Legend has it that it all began with some wild Yukon yeast blowing in the wind and landing in a bowl of flour and water belonging to none other than a prospector by the name of Jack London. From this sourdough sponge, he baked bread that inspired a literary marvel, originally titled, “The Fermentation of the Wild.”
Failing in his fortune seeking and suffering the effects of scurvy, London left the Yukon only after gifting his sourdough to his favourite dance hall girl, Scarlett D’Angelo (likely not her real name). She maintained the sourdough with tender care, employing it most effectively in a flapjack she appropriately named, “The Hangover Basher.” Her cure for the common hang-over was legendary, earning her a place of high regard among many a tippled prospector.
With the gold rush winding down, she left Dawson City with a fortune thanks to this sourdough magic. Taking up residence in her abandoned place of residence was a young bank clerk by the name of Robert Service. His meagre salary from the bank barely afforded him enough to eat, so he supplemented his diet with bread baked from this inherited sourdough. There is no need to tell the reader of what became of Robert Service, who left the bank and was then hounded by literary fame and fortune.

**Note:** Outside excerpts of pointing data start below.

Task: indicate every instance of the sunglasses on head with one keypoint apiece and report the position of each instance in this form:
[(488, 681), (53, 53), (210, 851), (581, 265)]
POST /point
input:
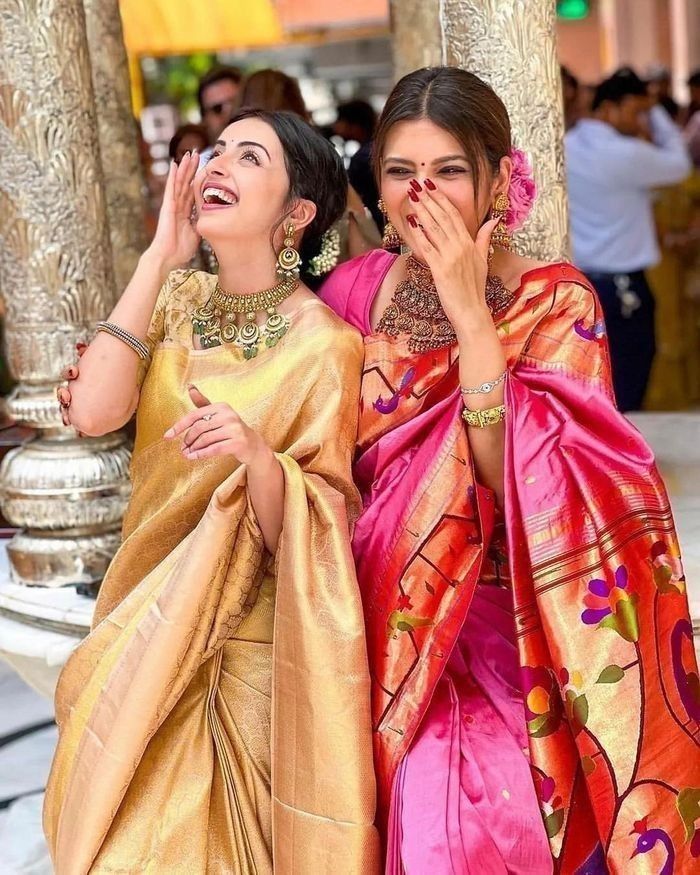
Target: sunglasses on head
[(217, 108)]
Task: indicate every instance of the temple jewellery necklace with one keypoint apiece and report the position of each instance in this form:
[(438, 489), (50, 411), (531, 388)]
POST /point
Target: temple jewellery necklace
[(215, 322), (415, 309)]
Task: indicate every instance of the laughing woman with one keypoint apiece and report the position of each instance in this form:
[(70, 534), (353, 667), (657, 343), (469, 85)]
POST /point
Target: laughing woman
[(535, 691), (216, 720)]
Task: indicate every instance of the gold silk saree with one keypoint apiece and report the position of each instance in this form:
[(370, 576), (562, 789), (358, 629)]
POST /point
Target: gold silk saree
[(217, 717)]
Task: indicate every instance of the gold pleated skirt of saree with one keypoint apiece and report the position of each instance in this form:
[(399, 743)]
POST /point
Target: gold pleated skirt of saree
[(217, 718)]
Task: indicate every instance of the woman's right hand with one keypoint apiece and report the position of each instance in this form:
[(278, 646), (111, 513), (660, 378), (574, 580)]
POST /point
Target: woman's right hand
[(176, 240)]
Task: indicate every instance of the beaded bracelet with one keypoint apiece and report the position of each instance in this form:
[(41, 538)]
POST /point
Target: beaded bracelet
[(485, 387), (138, 346)]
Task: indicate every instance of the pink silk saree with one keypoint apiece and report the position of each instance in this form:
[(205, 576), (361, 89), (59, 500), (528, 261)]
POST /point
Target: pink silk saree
[(535, 693)]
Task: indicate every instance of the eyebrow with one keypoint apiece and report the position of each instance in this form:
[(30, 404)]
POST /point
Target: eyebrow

From this point, the sourdough was passed on through a number of keepers, including Bonny Thompson, a hairdresser who lived briefly in Dawson City before moving, along with the sourdough, to Estevan, Saskatchewan where it resided for the next five decades.
Upon Bonny’s death, her will was read, and such was the first instance in recorded history in which a sourdough was mentioned in a will. It remained in the family, moving about the country until ending up in Red Deer, Alberta where the dough was granted an honorary degree by Red Deer College.
Sourdough Pizza Crust
1.5 cups of sourdough starter
1.5 cups of flour (I used whole wheat, but you choose.)
5 Tablespoons of olive oil
1 teaspoon of salt
These quantities are estimates. Variations will occur depending upon the personality of your sourdough starter. Is it a stick-in-the-mud gooey, or a sloppy sloshy slurry or somewhere in between?
Just a warning on this crust. It’s not your average doughy, squishy, melt-in-your-mouth type of crust. It’s got character, which means you have to really sink your teach into it and chew for all you’re worth. The reward is a tasty chewing experience like no other offered by the pizza chains.
- Mix all of the ingredients adding extra flour or oil or whatever it takes to give you a pizza dough consistency.
- Let is rest for 30 min. or more. It won’t really rise during this time. You’re just giving it a bit of time to recover after the trauma of being transformed.
- Pre-heat the oven to 500 F.
- Roll out the dough into a pizza shape of your choosing onto a sheet covered in parchment paper or a generous application of spray oil.
- Bake the crust only for 7 minutes.
- Take it out, brush it with oil, then add whatever toppings you wish. The toppings I really like include tomatoes, mushrooms (all rolled in oil), goat cheese and dried herbs like basil or oregano. There are, as you know, an infinite number of possibilities for toppings.
- Return the pizza to the oven. The baking time will vary (as everything seems to involving sourdough), but I baked mine only for an additional 8 minutes and it was done. The crust starts to really brown or maybe even tend to black, then you know it’s ready to go.